Installed: kernel-PAE.i686 1:2.6.26.6-1.art
Dependency Installed: paxtest.i386 0:0.9.7-pre5.1.el5.art
Updated: asl.noarch 1:2.0.5-1.el5.art asl-web-gui.noarch 0:1.0.3-2.el5.art iptables.i386 0:1.4.0-1.el5.art iptables-ipv6.i386 0:1.4.0-1.el5.art ossec-hids.i386 0:1.6.1-2.el5.art ossec-hids-server.i386 0:1.6.1-2.el5.art
Complete!
[root@D2540 ~]#

Also ran rpm -q kernel and still kicks back package kernel is not installed.

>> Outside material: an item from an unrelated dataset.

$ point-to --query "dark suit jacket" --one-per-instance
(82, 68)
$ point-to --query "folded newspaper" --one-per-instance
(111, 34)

Yup, kernel != kernel-PAE. Try rpm -q kernel-PAE

Thanks Scott, As you can see the following kernels are there but they are not booting, I'm i correct to say i need to change the grub.conf for this issue to be resolved? and if so which one should i change it to the ART correct? Last thing i want to do is blow this thing up.

kernel-PAE-2.6.18-92.el5
kernel-PAE-2.6.18-92.1.18.el5
kernel-PAE-2.6.26.6-1.art

Grub File:
#boot=/dev/sda
default=0
timeout=5
splashimage=(hd0,0)/boot/grub/splash.xpm.gz
hiddenmenu
title CentOS (2.6.18-92.1.18.el5PAE)
root (hd0,0)
kernel /boot/vmlinuz-2.6.18-92.1.18.el5PAE ro root=LABEL=/
initrd /boot/initrd-2.6.18-92.1.18.el5PAE.img
title CentOS (2.6.18-92.el5PAE)
root (hd0,0)
kernel /boot/vmlinuz-2.6.18-92.el5PAE ro root=LABEL=/
initrd /boot/initrd-2.6.18-92.el5PAE.img

Ah, are you using lilo for a boot loader? That is /etc/grub.conf right

Semi-related, theres a problem with the 2.6.26 kernels anyway, so it wasn't going to work no matter what! We're moving on to 2.6.27.x

In your case, unless you want to use the non-PAE 2.6.25 kernel, it will be a bit until we've got something for your platform.